No dia 20 de fevereiro Marte ingressou em  Áries e vai transitar com muita energia no seu signo de domicilio até o dia 31 de março. Marte é o regente de Áries e por isso consegue exercer todas as suas qualidades aqui.

No dia seguinte foi a vez de Vênus  ingressar em Áries (o trânsito termina no dia 16 de março) onde não consegue exercer tão bem as suas qualidades, pois não é bem recebida. Libra, que é regido por Vênus, é o signo oposto a Áries e neste posicionamento Vênus fica fraca. De qualquer forma, este foi um encontro bastante especial. No dia 22 de fevereiro Vênus e Marte fizeram uma conjunção que representou o início de um novo ciclo.

Vênus e Marte são amantes ardentes e costumam se encontrar a cada dois anos mais ou menos (a última conjunção aconteceu em abril de 2013 no signo de Áries). Porém, a cada 77 meses, mais ou menos, ocorrem 3 conjunções de Vênus e Marte dentro de um período de nove meses. Uma dessas conjunções acontece com Vênus retrógrada,  que faz parte de um ciclo maior de 32 anos. Vou explicar melhor o que representa este ciclo. Este texto é um pouco mais complexo porque trata de um tema mais técnico, os ciclos planetários, que é abordado na Astrologia Avançada e por isso usei muitos conceitos que o astrólogo Alexander Ruperti utiliza no seu livro Ciclos de Evolução.

Antes de falar sobre o ciclo, vou falar um pouco sobre o mito de Vênus e Marte. Eles formam um par complementar, representam os arquétipos puros do feminino e do masculino, o desejo e a vontade, o sentir e o agir. Na mitologia grega Ares, o deus da guerra (Marte é o nome romano)  é amante de Afrodite, a deusa do amor e da beleza (Vênus na mitologia romana) casada com Hefesto (Vulcano). O interessante desse mito é que Marte, agressivo, bruto, grosseiro e violento só repousava nos braços da doce Vênus. Era com ela que ele recuperava as energias e descansava das batalhas. Vênus entregava-se aos jogos de conquista e sedução e escolhia os seus amantes entre os muitos pretendentes que tinha. Apolo (Sol) era um deles e apesar de ser bonito, sedutor e poético, Vênus preferia o violento Marte.

Na astrologia, Vênus e Marte representam tudo o que o indivíduo faz de uma maneira natural e espontânea. Enquanto o que é valioso e satisfatório está ligado à Vênus, o desejo e a capacidade de expressar esse sentimento de maneira espontânea é função de Marte.

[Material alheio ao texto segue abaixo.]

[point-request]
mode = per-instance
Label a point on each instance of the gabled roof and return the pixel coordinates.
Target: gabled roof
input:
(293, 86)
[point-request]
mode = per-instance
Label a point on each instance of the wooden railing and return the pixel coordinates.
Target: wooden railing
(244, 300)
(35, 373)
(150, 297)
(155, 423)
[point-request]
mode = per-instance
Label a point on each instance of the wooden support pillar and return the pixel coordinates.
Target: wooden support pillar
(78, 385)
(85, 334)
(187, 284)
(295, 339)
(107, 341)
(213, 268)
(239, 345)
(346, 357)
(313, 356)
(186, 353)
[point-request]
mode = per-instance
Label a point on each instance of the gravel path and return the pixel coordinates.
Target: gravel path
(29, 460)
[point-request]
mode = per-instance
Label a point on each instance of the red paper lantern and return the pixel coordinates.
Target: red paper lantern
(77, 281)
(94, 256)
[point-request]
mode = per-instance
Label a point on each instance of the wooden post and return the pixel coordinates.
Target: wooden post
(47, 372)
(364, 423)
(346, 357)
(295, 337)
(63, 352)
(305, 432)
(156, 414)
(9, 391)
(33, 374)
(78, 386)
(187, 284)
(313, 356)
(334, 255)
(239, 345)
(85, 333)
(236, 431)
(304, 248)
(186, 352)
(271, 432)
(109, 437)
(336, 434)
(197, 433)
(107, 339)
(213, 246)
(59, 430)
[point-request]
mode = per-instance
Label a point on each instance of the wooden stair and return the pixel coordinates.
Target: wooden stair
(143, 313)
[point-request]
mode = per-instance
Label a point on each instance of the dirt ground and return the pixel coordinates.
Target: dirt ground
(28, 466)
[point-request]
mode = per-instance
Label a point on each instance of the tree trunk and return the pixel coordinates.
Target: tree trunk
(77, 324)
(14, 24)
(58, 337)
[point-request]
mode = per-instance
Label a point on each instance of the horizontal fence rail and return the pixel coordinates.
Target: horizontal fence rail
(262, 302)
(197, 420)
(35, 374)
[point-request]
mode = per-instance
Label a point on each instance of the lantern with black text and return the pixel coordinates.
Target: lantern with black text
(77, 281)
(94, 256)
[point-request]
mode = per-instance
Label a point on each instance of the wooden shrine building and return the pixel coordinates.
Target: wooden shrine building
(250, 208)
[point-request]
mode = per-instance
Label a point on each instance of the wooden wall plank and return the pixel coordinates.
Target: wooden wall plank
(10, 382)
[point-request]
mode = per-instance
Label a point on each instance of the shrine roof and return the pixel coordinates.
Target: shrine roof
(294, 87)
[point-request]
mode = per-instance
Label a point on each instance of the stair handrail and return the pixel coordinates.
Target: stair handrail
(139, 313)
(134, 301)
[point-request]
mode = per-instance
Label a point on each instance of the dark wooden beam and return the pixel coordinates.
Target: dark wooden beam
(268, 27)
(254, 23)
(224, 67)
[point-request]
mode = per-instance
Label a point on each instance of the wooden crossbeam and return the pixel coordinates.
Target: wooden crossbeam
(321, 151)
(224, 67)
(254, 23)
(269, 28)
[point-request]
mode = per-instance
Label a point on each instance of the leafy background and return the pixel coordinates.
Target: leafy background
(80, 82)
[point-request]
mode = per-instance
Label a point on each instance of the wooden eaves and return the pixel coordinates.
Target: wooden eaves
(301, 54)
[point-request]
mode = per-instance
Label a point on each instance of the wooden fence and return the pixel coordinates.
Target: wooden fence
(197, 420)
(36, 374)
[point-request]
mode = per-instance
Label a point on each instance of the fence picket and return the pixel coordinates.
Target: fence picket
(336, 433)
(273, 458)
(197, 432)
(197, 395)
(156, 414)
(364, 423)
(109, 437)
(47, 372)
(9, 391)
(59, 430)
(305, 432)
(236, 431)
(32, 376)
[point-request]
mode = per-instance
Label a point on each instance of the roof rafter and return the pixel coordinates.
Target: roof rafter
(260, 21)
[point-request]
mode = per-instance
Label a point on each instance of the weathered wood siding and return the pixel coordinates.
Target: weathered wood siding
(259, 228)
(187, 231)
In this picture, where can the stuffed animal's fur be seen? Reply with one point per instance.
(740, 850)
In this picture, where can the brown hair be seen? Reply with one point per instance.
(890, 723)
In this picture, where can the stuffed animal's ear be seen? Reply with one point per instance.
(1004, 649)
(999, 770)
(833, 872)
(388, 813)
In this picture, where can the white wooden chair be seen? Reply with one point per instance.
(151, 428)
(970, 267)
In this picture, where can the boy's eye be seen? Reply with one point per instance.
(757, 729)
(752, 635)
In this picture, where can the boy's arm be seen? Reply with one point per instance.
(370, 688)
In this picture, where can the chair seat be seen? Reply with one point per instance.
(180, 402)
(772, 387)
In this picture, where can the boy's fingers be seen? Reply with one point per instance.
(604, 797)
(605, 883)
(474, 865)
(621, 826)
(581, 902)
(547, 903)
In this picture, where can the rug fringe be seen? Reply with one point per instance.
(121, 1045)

Quando Vênus e Marte estão agindo em conjunto, Marte vai lutar para conquistar aquilo que Vênus decidir que tem valor.

No mapa natal, Vênus e Marte juntos representam os valores e a luta para conquistar aquilo que desejamos. Esse par também simboliza a maneira como nos relacionamos afetivamente e sexualmente. Porém, neste ciclo que ocorre numa média de 6 anos, o último ocorreu há 5 anos, em 2010, temos a oportunidade de aprender a amar de forma verdadeira, seguindo a nossa essência.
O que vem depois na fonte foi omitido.